Electric Vehicle (EV) Chargers
When it comes to EV Chargers, we can recommend the best option once we have a good understanding of your client’s needs. Here is some basic information we need to know before we can design a system:
Charge or No Charge
Do they want to charge for the power? Do they need Radio Frequency Identification (RFID) access to the chargers for their employees?
Do they want a pedestal mount or a wall mount? Do they want dual chargers on the pedestal mount? And if they want dual charges on the pedestal mount, then let’s confirm what the parking lot looks like in order to create an optimal design.
There are a lot of variables to consider, but as with other renewables, getting these details right at the beginning saves us headaches down the road.

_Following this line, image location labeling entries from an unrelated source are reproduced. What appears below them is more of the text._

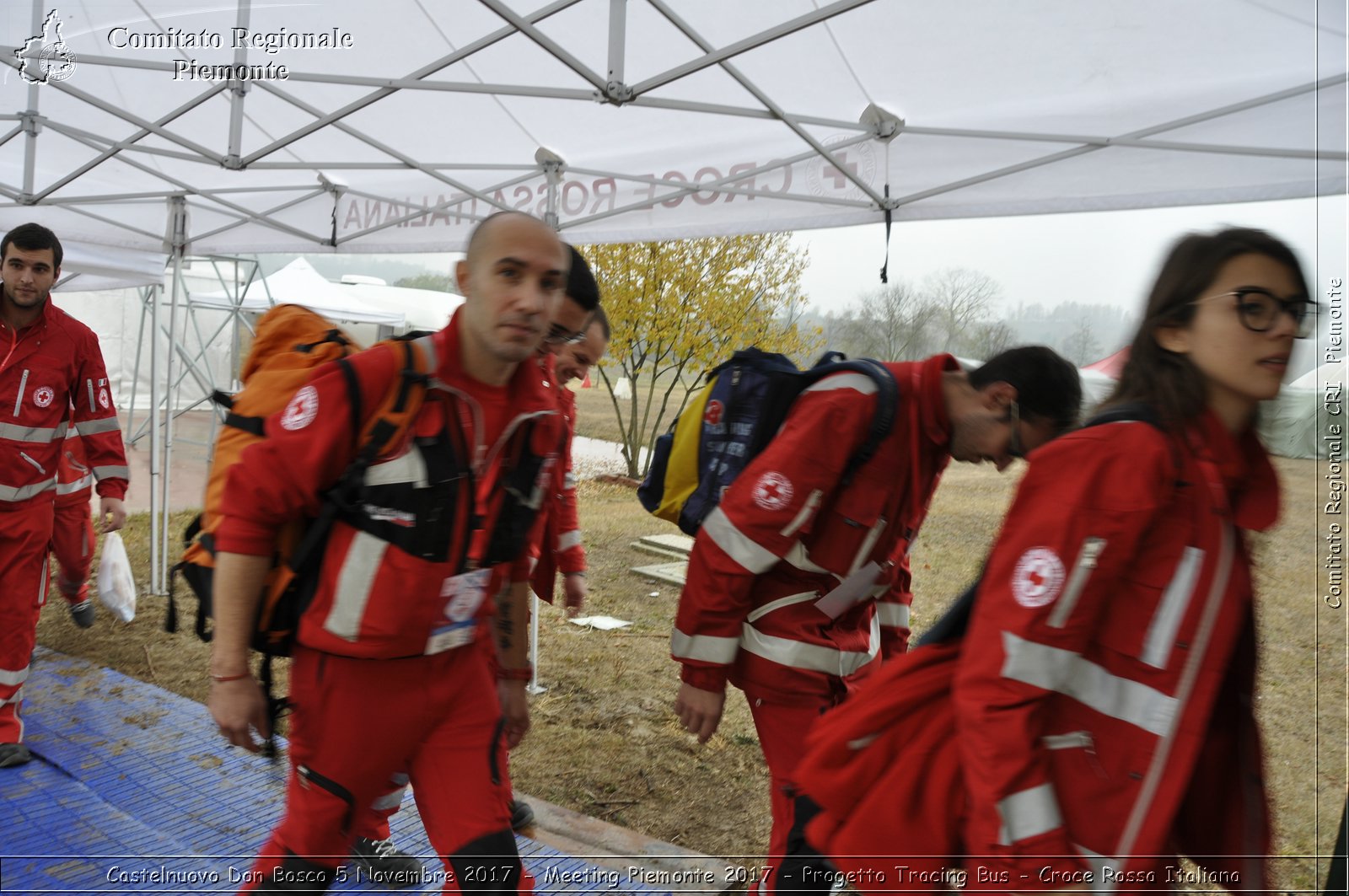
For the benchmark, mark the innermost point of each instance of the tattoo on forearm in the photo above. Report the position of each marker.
(505, 624)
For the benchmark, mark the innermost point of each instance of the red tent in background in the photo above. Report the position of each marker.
(1112, 365)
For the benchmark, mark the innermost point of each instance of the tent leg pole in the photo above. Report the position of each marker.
(155, 447)
(535, 604)
(170, 394)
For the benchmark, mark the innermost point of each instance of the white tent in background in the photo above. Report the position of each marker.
(422, 308)
(1288, 424)
(1328, 374)
(300, 283)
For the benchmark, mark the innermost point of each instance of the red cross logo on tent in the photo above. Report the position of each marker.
(301, 410)
(773, 490)
(1038, 577)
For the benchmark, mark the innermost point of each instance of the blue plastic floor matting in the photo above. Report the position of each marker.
(132, 790)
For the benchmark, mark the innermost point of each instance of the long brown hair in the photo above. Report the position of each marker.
(1169, 381)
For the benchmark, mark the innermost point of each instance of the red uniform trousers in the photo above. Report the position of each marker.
(357, 723)
(73, 541)
(782, 729)
(24, 590)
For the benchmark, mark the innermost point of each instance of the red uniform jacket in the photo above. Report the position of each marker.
(562, 550)
(1099, 709)
(53, 372)
(788, 530)
(375, 599)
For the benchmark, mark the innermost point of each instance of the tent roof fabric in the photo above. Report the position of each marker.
(300, 283)
(395, 126)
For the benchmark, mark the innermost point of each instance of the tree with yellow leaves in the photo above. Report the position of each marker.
(681, 307)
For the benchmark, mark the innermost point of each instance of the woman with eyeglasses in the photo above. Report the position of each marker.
(1104, 695)
(1094, 718)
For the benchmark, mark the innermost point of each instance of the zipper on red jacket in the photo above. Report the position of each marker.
(13, 343)
(1086, 561)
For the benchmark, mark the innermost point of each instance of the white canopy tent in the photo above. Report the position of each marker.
(185, 126)
(395, 126)
(300, 283)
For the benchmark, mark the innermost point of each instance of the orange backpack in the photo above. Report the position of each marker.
(290, 345)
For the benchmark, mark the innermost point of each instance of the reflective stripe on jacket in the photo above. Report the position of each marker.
(53, 372)
(447, 502)
(1113, 621)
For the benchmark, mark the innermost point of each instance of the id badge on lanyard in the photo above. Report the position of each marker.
(459, 620)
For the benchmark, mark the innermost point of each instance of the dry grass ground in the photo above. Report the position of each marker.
(605, 741)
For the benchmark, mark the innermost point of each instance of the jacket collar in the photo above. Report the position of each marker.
(1244, 469)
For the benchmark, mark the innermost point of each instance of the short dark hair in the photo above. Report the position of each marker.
(1169, 381)
(33, 238)
(580, 282)
(602, 319)
(476, 238)
(1047, 386)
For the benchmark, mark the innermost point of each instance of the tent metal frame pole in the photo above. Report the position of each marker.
(161, 196)
(444, 62)
(238, 89)
(425, 209)
(29, 118)
(685, 189)
(103, 105)
(717, 57)
(1133, 135)
(525, 27)
(617, 42)
(146, 308)
(768, 105)
(535, 610)
(186, 189)
(312, 193)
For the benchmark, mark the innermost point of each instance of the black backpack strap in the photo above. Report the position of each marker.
(883, 422)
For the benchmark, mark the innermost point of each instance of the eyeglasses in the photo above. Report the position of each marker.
(1259, 309)
(1015, 448)
(559, 335)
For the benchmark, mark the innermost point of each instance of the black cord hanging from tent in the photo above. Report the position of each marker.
(885, 267)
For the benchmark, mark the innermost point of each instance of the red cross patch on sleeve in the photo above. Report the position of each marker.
(1038, 577)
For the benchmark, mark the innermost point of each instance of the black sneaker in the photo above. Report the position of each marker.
(13, 754)
(386, 864)
(521, 815)
(83, 613)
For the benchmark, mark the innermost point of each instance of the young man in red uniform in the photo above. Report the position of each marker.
(72, 536)
(568, 338)
(799, 583)
(49, 363)
(388, 673)
(562, 550)
(563, 534)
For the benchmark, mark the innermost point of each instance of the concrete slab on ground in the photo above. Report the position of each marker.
(132, 788)
(668, 572)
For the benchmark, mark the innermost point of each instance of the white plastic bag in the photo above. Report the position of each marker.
(116, 587)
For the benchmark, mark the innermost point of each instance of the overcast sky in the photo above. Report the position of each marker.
(1106, 258)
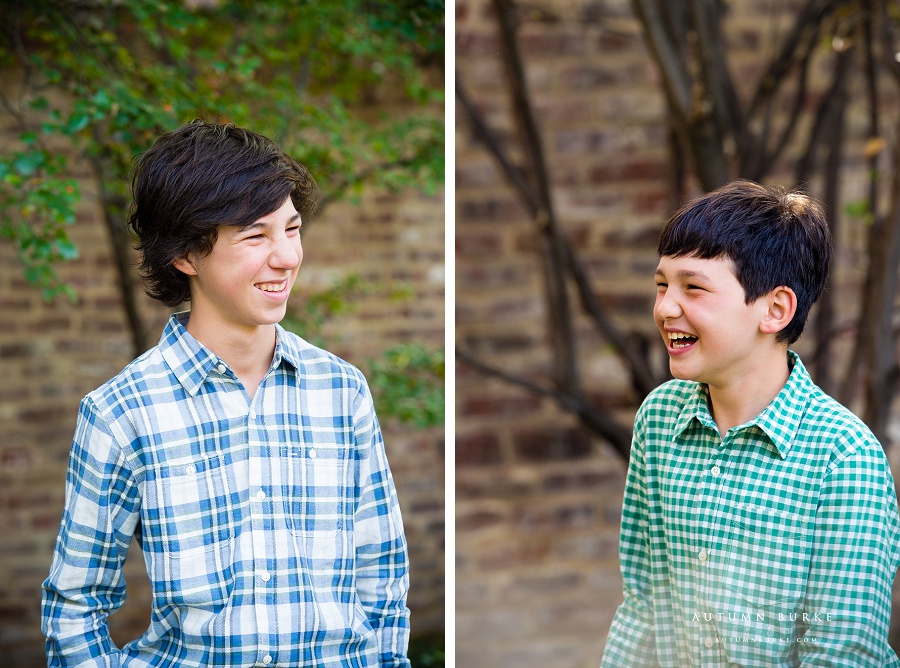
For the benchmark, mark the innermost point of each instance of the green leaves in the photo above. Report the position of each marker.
(408, 384)
(407, 381)
(37, 203)
(305, 73)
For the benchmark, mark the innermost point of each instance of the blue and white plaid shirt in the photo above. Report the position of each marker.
(270, 527)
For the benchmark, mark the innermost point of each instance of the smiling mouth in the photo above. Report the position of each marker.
(271, 287)
(680, 340)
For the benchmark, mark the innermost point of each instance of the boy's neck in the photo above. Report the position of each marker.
(248, 352)
(747, 395)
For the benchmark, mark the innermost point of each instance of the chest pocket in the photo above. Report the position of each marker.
(766, 555)
(317, 498)
(199, 514)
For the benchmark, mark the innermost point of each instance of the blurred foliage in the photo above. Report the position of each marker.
(426, 651)
(308, 74)
(408, 384)
(407, 381)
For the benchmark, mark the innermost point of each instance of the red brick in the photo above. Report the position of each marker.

Rebates and Green Incentives
There is no doubt that the biggest barrier to renewables is the upfront costs for setting up a system. Luckily, there are numerous green energy rebates and incentives in Canada to help offset this expense. Here is a list of some of the most common ones founds in the areas EECOL serves:
Canada Greener Homes Initiative – Qualifying Canadians can get grants from $125 to $5,000 to get a part of your costs back for eligible home retrofits; a $600 as a maximum contribution towards the total costs of your pre and post retrofit EnerGuide home evaluations; and an interest free loan of up to $40,000, with a repayment term of 10 years.
- British Columbia – BC offers a wide variety of residential and commercial programs.
- Alberta – Alberta has both provincial and some municipal financial incentives for renewables.
- Saskatchewan – There are some efficiency programs available in addition to the Canada Greener Homes Initiatives.
- Manitoba – Many of Manitoba’s programs are centred around energy efficiency.
- Northwest Territories – Again, lots of energy efficiency programs in addition to federal incentives.
- Yukon – Many energy efficiency programs, but some solar as well.
- Other provinces – Check here for programs outside of EECOL’s service area.
It’s Time to Go Green! With advancements in green tech, lots of green rebates and financial incentives, now is the perfect time to make the leap to renewable energy generation.